‘They want to beat us badly’: bosses address the weekly burden of being ‘targeted’ – Kansas City Chiefs Blog

October 14, 2021


KANSAS CITY, Missouri – As a two-time defending AFC champion with dynamic talent Patrick Mahomes As a quarterback, it is natural for the Kansas City Chiefs to take the best shot from each opponent.

Defensive back Tyrann Mathieu suggested the Chiefs are wearing thin under that load.

“We just have to find a way to dig deeper,” Mathieu said Sunday night after a 38-20 loss to the Buffalo Bills. “All the teams we play want to beat us. They want to beat us badly … We’re going to Washington [this] week and they will want to beat us.

“Boys stay up late [in preparation to play against the Chiefs], the coaches stay up late. These guys come into our stadium and all they want to do is win. I say that to say that there is a certain urgency that you must have when playing for the Kansas City Chiefs. Everyone in this league wants what we have – the Mahomes and the Hills and all the success we’ve had, the teams are chasing that, that glory. “

The Chiefs, who started each of the previous four seasons winning at least four games, are 2-3 and find themselves in an unusual place: last place in the AFC West. They’ve played a tough schedule – it looks like four of their five opponents are going to make the playoffs – but, unusually, they haven’t handled it well.

Much of the problem lies with a defense that is last in the league, allowing nearly 33 points per game. That can be attributed to many factors, but there seems to be little doubt that one of them is that opponents, as Mathieu said, are spending extra time preparing for them.

Washington coach Ron Rivera will be the last to try to beat the Chiefs on Sunday (1 pm ET, CBS). He is familiar with being a particular focus of an opponent’s preparation, having once played for a Super Bowl championship team with the Chicago Bears in 1985 and then coached the Carolina Panthers to a 15-1 regular season and a placed in the Super Bowl in 2015.

“It’s very difficult,” Rivera said. “[Chiefs coach Andy Reid] won his [Super Bowl] and the next season everyone shot him and now everyone shoots him at another time.

“Having lost [the Super Bowl last season] And just the trauma of trying to start over, that’s hard Really is. It takes a lot from you. [Reid] He’s been through it two years in a row, I can only imagine the stress it puts on an individual. It is a lot of work. You are always in people’s sights. Nothing is easy at that time. … You are in a situation where you are the yardstick for a while. “

Rivera said the players felt a burden similar to that of the coach.

“When I was a Bears player, I always felt that way from that moment, from 1985 onwards, that we were going to get the best shot ever,” he said.

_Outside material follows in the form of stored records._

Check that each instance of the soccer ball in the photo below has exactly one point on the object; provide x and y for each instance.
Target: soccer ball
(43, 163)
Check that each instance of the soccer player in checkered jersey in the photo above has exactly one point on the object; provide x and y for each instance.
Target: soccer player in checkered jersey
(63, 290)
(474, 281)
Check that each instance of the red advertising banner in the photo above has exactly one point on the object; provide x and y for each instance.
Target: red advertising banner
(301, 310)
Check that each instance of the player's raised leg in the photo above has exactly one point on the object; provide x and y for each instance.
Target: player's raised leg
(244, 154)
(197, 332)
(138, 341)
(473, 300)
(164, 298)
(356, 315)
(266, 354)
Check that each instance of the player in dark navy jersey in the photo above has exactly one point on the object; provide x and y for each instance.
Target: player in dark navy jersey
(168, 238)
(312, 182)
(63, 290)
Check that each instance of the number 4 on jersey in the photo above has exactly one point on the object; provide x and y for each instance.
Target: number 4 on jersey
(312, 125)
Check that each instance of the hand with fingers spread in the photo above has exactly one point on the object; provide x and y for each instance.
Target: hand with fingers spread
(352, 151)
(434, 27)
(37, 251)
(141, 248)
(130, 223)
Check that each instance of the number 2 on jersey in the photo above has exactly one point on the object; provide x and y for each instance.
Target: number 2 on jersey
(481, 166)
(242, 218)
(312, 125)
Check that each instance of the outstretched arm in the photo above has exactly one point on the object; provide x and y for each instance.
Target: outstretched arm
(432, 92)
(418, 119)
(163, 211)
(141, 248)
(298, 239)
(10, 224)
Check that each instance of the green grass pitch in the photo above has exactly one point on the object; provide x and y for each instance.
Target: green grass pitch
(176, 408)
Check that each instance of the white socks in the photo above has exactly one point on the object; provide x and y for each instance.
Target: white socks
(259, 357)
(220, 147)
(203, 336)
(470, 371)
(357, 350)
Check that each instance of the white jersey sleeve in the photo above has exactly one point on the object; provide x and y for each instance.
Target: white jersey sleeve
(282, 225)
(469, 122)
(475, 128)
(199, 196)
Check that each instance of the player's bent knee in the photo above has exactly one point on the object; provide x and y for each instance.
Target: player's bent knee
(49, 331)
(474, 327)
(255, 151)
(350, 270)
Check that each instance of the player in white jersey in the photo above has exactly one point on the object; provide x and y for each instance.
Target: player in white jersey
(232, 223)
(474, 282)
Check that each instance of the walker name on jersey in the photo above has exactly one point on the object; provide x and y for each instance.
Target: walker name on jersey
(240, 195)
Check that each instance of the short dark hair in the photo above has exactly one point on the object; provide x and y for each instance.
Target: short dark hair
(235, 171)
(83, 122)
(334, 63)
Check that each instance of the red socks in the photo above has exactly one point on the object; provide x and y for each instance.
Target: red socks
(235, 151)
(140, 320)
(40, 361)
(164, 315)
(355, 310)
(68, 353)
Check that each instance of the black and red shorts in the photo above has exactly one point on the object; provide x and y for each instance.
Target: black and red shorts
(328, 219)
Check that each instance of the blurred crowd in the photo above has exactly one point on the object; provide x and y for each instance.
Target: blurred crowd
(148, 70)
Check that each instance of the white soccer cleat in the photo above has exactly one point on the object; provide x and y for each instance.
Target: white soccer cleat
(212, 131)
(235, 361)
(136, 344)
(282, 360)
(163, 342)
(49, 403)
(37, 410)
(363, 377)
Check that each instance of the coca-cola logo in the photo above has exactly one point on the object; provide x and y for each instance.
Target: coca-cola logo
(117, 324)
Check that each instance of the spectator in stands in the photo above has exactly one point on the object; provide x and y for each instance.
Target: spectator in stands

Nobody feels sorry for the Chiefs. Carrying the target is a problem any team would like to have, and Reid suggested that doing so is a privilege and not a burden.

“I wouldn’t want to be in a different position than that, like the guys who have been here before are,” Reid said. “And now you have an influx of new guys, so they weren’t here for the last year or two.

“We all, we just all need to improve our game and have the same urgency to get things done.”

Mahomes said: “I wouldn’t want it any other way. I want to be as prepared as possible to play in the playoffs and try to get to the Super Bowl. If that means we’re going to get the best shot out of each team, then I’m up for the challenge. “.

The problem for the Chiefs is that they haven’t been ready this season. Opponents have consistently tried a defensive strategy – two safes and no blitzing – that has at times frustrated Mahomes and the Chiefs’ offense and forced them to fumble.

In defense, little has worked. They’re allowing a staggering 7.1 yards per play, the latest in the NFL and well above the league average of 5.7. The NFL record for a full season is 6.6.

That may explain why the Chiefs, on defense at least, are feeling the strain.

“We have to find a way to stop the bleeding,” Mathieu said.